According to her, a policy of frugality will be implemented at all levels next year, starting from the state and municipalities to public companies all the way down to all budget beneficiaries.
Dragutinovic noted that the 2009 budget deficit will be 1.5% of GDP at the most and will not be a result of an expansive fiscal policy, but of slower-paced economic activities.
The total volume of salaries and pensions next year will increase in comparison with 2008, but the growth will be a moderate one, emphasised the Minister, announcing that subsidies in 2009 will be considerably lower, however enough room will be left for the state to react and ensure proper market functioning.
She said that the increase in the salary supply in 2009 should be 8% and that of the pension supply 15%, which can however be revised if the economic situation becomes more favourable than currently projected.
Dragutinovic stressed that various combinations are possible as only the overall volume of the fund has been agreed upon.
We will be able to discuss whether all earnings will be fixed and if there is room for a stronger social policy in line with inflation, said the Minister, adding that the government will discuss the 2009 budget next week.
According to her, a strict policy on contributions will be carried out at all state levels, including public companies.
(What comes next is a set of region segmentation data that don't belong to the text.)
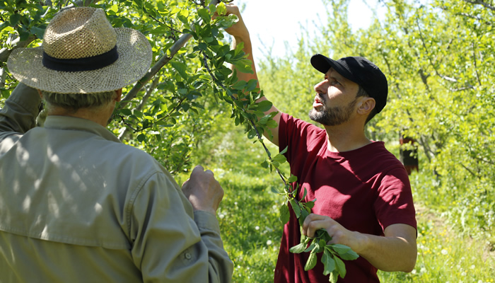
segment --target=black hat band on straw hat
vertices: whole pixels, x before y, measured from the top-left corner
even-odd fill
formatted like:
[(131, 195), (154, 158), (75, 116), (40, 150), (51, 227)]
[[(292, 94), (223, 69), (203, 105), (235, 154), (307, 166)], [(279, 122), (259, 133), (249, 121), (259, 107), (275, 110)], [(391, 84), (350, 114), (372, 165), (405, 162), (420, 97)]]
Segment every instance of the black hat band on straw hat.
[(43, 52), (43, 66), (62, 71), (83, 71), (97, 70), (113, 64), (119, 59), (117, 45), (110, 51), (91, 57), (77, 59), (59, 59)]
She recalled that the level of subsidies and their proportion of Serbia’s GDP is over 2.5%, whereas in developed countries it stands at less than 1%, adding that subsidies will be reduced through better control of funds.
Furthermore, the transformation of the economy will be completed, which will also cut down on subsidies, said the Minister, adding that subsidies to all public companies, primarily the railway company Zeleznice Srbije will be reduced, as well as subsidies at the local level, i.e. to utility companies and agriculture.
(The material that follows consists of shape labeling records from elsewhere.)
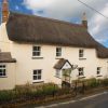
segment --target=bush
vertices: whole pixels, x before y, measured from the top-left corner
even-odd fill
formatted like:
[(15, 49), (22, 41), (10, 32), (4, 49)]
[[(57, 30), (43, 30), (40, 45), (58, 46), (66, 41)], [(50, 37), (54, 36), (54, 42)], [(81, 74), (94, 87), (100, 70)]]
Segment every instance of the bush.
[(107, 79), (103, 79), (102, 80), (102, 84), (105, 85), (105, 86), (107, 86), (108, 85), (108, 78)]
[(14, 91), (0, 91), (0, 103), (11, 102), (15, 98)]

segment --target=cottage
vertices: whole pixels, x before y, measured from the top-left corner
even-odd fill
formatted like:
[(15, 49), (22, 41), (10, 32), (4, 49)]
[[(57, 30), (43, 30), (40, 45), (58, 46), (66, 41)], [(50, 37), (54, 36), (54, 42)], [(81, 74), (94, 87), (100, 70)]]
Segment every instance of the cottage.
[(85, 14), (82, 24), (71, 24), (9, 13), (3, 0), (0, 50), (0, 90), (108, 77), (108, 49), (89, 33)]

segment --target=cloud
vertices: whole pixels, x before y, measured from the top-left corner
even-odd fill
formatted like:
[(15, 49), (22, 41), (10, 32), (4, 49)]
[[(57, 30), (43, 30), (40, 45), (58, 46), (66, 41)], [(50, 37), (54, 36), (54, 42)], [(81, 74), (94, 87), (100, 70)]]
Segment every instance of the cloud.
[(106, 17), (95, 14), (90, 21), (90, 32), (97, 39), (99, 42), (108, 41), (108, 3), (100, 11)]
[(16, 5), (16, 6), (15, 6), (15, 10), (19, 10), (19, 6), (18, 6), (18, 5)]
[[(108, 14), (107, 0), (81, 0), (95, 8), (105, 16)], [(108, 25), (105, 17), (86, 8), (78, 0), (24, 0), (23, 4), (32, 11), (32, 14), (81, 23), (82, 13), (86, 12), (89, 19), (89, 31), (99, 42), (108, 41)], [(80, 17), (80, 18), (77, 18)]]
Head of the IMF mission Albert Jagger said that the IMF reached agreement with Serbian government representatives on a $520 million loan support, which Serbia will make use of only if necessary.
Jagger said that the arrangement will last until March 2010, adding that the credit line will have to be approved by the IMF Executive Board and adopted by the Serbian government.
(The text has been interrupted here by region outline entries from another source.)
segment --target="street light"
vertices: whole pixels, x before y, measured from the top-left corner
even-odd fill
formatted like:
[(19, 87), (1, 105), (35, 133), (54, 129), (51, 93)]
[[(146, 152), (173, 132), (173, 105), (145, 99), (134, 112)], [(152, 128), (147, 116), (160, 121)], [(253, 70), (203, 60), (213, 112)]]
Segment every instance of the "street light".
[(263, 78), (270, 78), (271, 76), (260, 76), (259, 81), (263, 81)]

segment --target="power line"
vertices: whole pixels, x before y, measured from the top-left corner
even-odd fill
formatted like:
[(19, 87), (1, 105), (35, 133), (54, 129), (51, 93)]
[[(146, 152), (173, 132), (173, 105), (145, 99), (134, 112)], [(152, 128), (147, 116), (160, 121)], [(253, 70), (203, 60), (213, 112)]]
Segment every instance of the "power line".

According to him, the Serbian economy can deal with the global crisis but will inevitable face problems which will render it more vulnerable than other countries in the region, these are a high deficit and certain structural issues, such as its large public sector.
Governor of the National Bank of Serbia (NBS) Radovan Jelasic announced that the government and the NBS will sign a Memorandum of Understanding specifying the distribution of responsibility in achieving targeted inflation rates in 2009.
Jelasic said the NBS’s monetary policy will be consistent, adding that in order to increase saving the bank will not grant loans to the public sector and will intervene only to help overcome domestic or external shocks.
He announced that the NBS will initiate amendments to the Law on the National Bank of Serbia to define the ban on loans to the public sector, the recapitalisation of the NBS and further strengthening of the bank’s independence.
The Governor said that a strategy on the state’s share in banks will be adopted before March 2009.
Additional measures will be taken to help control the banking sector, particularly its liquidity and foreign currency status.
He said that he reached agreement with the four largest banks in Serbia on measures to alleviate the impact of the crisis, noting that these banks are Intesa, Raiffeisen, Hippo Alpe-Adria Bank and Komercijalna Banka and voiced hope that other banks will follow suit.
He said they also agreed that these banks offer citizens the possibility to have their Swiss franc-indexed loans transformed into euro-indexed loans free-of-charge, adding he expects citizens to use this benefit primarily for mortgage loans.
Apart from that, it was also agreed that the banks prolong the repayment period for all ongoing loans, without additional fees, except for housing loans, added the Governor.